Health Care Without Harm and Skoll Foundation announce a a new effort to reduce health care’s carbon footprint.
Health Care Without Harm, sponsored by the Skoll Foundation, unveiled a commitment at the Clinton Global Initiative (CGI) to reduce health care’s carbon footprint in order to protect public health from climate change.
Health care currently represents 8 percent of U.S. and 5 percent of European greenhouse gas emissions. The CGI commitment sets an ambitious target to mobilize 10,000 hospitals and health centers on every continent in a collective effort to reduce the health sector’s greenhouse gas emissions by 26 million metric tons annually by 2020. This is equivalent to taking 5.5 million cars off the road or installing 7,000 new wind turbines every year.
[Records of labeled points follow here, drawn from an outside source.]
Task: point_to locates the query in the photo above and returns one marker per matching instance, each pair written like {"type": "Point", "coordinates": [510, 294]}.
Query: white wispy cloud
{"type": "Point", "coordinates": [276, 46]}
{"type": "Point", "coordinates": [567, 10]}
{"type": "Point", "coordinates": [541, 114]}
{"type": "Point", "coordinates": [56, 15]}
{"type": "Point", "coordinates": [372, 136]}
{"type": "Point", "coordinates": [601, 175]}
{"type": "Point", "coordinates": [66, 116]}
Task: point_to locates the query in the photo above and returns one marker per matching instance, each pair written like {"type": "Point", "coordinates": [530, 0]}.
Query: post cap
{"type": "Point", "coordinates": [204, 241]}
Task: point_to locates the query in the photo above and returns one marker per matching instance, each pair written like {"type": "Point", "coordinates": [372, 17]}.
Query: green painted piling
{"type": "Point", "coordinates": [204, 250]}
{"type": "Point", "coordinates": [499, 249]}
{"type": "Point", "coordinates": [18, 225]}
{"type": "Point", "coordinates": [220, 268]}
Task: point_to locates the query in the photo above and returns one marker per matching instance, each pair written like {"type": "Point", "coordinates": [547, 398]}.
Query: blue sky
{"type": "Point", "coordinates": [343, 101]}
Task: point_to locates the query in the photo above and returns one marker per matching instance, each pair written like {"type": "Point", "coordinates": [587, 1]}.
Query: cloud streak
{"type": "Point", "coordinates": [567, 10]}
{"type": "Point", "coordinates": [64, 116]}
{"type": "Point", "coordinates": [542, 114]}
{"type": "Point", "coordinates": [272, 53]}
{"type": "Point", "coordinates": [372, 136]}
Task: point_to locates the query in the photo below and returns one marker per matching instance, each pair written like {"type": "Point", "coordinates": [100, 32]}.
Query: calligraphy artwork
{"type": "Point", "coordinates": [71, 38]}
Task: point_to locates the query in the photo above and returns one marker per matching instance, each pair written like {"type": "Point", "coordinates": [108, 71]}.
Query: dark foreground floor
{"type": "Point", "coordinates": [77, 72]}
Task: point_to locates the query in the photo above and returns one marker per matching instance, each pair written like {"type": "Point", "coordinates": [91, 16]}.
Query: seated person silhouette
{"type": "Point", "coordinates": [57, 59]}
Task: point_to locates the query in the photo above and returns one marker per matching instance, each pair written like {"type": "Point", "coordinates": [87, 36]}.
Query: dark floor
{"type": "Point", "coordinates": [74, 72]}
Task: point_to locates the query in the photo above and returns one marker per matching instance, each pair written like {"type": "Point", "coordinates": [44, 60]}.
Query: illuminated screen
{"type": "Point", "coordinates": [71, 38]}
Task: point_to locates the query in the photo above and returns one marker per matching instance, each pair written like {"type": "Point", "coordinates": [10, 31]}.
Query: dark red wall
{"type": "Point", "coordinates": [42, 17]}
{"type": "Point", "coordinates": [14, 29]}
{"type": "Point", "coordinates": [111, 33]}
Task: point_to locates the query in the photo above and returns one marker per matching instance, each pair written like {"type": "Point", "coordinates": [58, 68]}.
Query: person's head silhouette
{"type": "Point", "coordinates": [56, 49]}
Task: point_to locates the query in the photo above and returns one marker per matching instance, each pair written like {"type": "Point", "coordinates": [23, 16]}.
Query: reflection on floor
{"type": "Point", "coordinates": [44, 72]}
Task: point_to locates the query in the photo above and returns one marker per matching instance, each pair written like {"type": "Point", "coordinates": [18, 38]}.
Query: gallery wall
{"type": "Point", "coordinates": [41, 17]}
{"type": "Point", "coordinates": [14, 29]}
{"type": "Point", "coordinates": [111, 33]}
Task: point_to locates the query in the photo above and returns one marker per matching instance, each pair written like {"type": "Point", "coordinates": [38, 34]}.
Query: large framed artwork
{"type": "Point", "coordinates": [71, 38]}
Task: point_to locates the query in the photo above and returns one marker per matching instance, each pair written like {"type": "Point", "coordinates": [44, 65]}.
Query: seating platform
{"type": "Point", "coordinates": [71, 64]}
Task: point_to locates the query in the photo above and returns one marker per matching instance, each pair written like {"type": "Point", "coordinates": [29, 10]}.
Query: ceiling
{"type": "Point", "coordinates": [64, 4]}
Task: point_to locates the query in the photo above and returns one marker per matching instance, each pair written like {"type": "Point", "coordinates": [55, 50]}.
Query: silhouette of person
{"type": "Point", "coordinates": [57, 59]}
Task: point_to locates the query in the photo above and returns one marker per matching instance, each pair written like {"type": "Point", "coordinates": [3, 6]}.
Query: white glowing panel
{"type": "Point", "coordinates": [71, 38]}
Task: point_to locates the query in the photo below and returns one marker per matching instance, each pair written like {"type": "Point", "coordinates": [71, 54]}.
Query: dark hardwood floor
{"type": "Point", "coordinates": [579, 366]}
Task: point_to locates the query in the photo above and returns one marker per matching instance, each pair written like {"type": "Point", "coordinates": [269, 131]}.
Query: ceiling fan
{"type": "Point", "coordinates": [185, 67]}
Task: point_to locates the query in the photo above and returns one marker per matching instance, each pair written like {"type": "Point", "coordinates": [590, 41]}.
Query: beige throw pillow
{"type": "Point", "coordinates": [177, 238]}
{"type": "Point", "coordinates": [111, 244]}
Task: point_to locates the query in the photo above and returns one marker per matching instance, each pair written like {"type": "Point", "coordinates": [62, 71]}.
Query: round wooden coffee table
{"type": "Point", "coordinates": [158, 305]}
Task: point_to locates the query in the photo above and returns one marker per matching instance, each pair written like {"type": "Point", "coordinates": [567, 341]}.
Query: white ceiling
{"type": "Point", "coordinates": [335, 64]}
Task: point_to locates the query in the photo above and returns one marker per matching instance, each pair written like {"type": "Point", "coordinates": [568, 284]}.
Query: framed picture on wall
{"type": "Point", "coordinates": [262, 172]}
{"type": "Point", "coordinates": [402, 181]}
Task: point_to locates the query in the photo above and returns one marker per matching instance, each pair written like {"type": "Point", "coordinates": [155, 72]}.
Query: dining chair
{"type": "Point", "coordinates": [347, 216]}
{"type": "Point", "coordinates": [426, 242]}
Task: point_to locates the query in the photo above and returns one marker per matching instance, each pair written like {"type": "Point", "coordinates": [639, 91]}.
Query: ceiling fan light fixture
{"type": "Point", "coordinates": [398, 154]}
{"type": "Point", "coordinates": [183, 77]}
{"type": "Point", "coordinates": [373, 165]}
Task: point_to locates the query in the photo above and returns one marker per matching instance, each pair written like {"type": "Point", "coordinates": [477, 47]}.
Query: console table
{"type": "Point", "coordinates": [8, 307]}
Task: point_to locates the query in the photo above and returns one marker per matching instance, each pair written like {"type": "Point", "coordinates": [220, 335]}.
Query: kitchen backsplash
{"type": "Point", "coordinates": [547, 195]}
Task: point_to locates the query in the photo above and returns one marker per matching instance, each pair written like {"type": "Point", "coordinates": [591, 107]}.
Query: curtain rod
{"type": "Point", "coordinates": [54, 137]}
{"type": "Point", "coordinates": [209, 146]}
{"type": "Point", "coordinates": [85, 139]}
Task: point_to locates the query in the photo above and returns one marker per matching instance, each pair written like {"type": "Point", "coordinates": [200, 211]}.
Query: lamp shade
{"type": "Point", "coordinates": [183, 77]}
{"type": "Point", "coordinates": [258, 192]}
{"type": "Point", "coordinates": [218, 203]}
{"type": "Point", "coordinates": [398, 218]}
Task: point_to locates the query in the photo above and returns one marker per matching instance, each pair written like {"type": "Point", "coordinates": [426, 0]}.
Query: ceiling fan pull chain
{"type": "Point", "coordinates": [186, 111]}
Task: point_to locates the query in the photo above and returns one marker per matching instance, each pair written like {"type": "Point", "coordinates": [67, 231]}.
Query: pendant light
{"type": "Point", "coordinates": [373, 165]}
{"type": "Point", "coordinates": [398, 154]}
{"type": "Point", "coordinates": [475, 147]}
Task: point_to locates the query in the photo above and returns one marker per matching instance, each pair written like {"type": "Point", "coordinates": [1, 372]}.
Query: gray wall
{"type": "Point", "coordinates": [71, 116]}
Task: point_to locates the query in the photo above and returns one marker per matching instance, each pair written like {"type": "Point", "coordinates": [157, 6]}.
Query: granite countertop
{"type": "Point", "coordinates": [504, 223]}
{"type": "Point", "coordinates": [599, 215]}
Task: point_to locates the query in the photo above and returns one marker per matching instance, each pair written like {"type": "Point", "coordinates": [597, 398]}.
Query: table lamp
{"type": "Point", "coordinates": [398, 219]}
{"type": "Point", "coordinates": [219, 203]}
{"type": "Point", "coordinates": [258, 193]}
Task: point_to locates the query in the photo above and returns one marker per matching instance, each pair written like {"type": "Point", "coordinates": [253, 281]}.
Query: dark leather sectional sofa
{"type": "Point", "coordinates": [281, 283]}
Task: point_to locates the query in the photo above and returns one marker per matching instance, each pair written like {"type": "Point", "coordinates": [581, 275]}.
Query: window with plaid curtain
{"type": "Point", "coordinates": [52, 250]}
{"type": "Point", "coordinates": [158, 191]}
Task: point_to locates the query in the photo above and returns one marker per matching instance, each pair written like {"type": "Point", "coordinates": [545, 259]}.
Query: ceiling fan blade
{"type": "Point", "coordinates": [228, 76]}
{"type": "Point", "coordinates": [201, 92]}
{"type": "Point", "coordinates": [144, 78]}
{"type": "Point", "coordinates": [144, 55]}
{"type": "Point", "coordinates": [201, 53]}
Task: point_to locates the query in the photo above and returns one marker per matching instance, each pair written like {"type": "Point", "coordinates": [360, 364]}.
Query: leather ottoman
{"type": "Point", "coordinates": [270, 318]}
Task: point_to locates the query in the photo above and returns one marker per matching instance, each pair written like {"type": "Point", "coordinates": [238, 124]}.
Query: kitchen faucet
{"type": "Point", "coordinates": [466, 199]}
“Climate change is an issue that affects the health of our planet and everyone on it,” said Sally Osberg, CEO of the Skoll Foundation. “We are making this commitment at CGI for two reasons: to achieve sustainable global change at a systems level, while helping broaden discussion and action on climate. Health care is at the core of every human’s well-being. By extension, health professionals are integral to our future, and can help lead the response to one of the most urgent global threats of our time.”
The CGI commitment sets an ambitious target to mobilize 10,000 hospitals and health centers on every continent in a collective effort to reduce the health sector’s greenhouse gas emissions by 26 million metric tons annually by 2020. This is equivalent to taking 5.5 million cars off the road or installing 7,000 new wind turbines every year.
In this regard, Josh Karliner, Director of Global Projects and the International Team Coordinator for Health Care Without Harm, affirmed in an article posted on the Huffington Post: “As we approach COP21 in Paris this December, leading health authorities are recognizing climate change as one of the great public health crises of our time. So it's quite the paradox that health care contributes much more than it should to rising global temperatures”.
The CGI commitment builds on Health Care Without Harm’s 2020 Health Care Climate Challenge by setting ambitious targets. Participants in the 2020 Health Care Climate Challenge already include more than 30 major health systems representing 1,200 hospitals and health centers from around the world, from Brazil, Canada, South Africa, Spain, Sweden, Taiwan, United Kingdom and United States; amongst other countries.
Many health care systems are committing to reducing their own greenhouse gas emissions, often by 30 or 40 percent. Some are moving toward carbon neutrality. Others are advocating for public policies that foster a transition away from fossil fuels and to clean, renewable energy.
“This is just the beginning of a worldwide effort,” said Gary Cohen, President of Health Care Without Harm, and a Skoll Social Entrepeneur. “Our commitment at CGI is to scale-up this Challenge so that protecting public health from climate change becomes embedded in health care’s DNA the world over.”